Sometimes I dig up old investing books to
avoid work pass the time. The latest was a copy of The Art of Investing by John Ferguson Hume. It has everything a 19th-century person needs to invest.
It works for 21st-century advice too.
Reading old books like this reaffirms two basic truths:
- Successful investing can be boiled down to simple, common sense ideas.
- The history of misbehavior goes back a very long time.
Common sense and good behavior are key to investing success. That’s what you get for timeless advice. It’s never new, just rewritten…and too often ignored.
Not much has changed in 130 years and counting.
We’re still our own worst enemy. Investors make the same mistakes today as they did then. The only difference is the investments — fewer street-car bonds, more ETFs.
So here’s some of that 19th-century advice for today’s investors.
The difficult part about investing is not in the making of money but in not losing it.
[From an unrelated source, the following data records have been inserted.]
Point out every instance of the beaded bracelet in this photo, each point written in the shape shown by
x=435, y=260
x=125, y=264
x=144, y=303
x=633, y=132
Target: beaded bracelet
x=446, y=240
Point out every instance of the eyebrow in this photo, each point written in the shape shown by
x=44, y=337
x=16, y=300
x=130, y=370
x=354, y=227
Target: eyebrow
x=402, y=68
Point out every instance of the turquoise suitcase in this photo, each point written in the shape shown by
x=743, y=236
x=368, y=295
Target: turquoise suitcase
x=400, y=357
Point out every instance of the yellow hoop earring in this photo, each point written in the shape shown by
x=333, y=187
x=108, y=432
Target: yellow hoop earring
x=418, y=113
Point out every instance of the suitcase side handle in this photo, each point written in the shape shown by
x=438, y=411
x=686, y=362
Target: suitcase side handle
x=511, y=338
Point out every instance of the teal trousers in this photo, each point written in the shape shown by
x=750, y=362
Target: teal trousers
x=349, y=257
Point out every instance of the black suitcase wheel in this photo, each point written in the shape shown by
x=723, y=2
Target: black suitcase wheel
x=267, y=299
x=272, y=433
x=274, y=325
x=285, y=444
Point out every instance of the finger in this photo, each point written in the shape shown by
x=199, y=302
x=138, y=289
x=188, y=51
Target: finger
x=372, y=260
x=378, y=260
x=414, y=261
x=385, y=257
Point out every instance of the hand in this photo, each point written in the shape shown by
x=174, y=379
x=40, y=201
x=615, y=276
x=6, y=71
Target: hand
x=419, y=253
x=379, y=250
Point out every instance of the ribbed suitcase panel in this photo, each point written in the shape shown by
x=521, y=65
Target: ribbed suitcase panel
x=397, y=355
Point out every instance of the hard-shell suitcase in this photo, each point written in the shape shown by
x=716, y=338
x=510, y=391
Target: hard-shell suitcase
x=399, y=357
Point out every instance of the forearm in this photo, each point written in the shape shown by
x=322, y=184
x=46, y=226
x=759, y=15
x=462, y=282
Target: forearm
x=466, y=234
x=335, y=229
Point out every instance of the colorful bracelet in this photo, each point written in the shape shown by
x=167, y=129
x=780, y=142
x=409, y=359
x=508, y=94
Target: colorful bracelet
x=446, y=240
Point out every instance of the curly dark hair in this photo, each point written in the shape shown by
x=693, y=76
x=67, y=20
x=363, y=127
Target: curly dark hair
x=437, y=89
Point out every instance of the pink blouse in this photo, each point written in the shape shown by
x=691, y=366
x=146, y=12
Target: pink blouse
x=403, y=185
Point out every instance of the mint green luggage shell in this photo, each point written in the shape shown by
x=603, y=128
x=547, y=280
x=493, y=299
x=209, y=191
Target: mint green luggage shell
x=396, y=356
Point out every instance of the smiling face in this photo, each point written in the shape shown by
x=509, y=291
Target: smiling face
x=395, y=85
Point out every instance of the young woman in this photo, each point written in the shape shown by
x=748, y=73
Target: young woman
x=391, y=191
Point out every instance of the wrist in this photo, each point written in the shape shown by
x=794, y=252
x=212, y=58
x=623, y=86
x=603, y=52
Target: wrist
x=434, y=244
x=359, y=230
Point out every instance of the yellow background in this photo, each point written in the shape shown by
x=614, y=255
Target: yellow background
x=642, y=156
If it is difficult to make money — a proposition about which there will not be much diversity of opinion — it is in most cases even more difficult to keep it profitably employed. Men of prudence and skill in the acquisition of capital often show astonishing recklessness in the disposition they make of it. The strangest caprices take possession of them when it comes to the critical moment that calls for a choice of investments. And as riches are always clothed with folded wings ready to expand at the most unlooked-for exigencies, it is not much wonder that they frequently take to the winds and pass beyond recall.
It helps to know what you’re investing in.
The lesson of such cases is obvious enough. It is that no one should ever buy a moneyed undertaking without having first carefully read it. This may seem like an unnecessary warning; but in truth it is a most material one. Thousands and thousands of dollars have been lost by the neglect of this simple precaution. “I didn’t read the paper” is the explanation that has again and again and again been offered when time has disclosed a different investment from the one intended to be paid for.
Beware of the get rich quick promises of wealth found in great stories that often hide the limits of business.
In addition to their money’s worth, they have endeavored to get something for nothing, with the result most generally of getting nothing for something. It is remarkable how blind are people, ordinarily sagacious enough to make money, to the fact that property can not pay a revenue beyond its producing capacity.
The price you pay matters as much for hamburgers as it does for good companies.
The first and main thing to be studied is safety. And yet there is such a thing as going too far in the matter of prudence. The investor may pay too dearly for safety. There are securities which, compared with others that are to be had, sell at prices much above their real value. The reason is that everybody knows them to be good, and investors who don’t want to take the trouble to investigate, or are afraid to trust both their own judgments and the counsels of their friends, are willing to pay extra prices for them. But there are plenty of others that may be had at lower figures, which are just as good.
Beware of advice from people whose incentives are different from your own.
Two common and often fatal mistakes should be avoided. One is in relying solely upon the advice of a broker. No one competent to form an opinion for himself should put his pecuniary interests unreservedly in the keeping of another. Such absolute confidence invites betrayal. By far the greater number of losses to investors has been in securities purchased exclusively on the recommendation of interested commission men.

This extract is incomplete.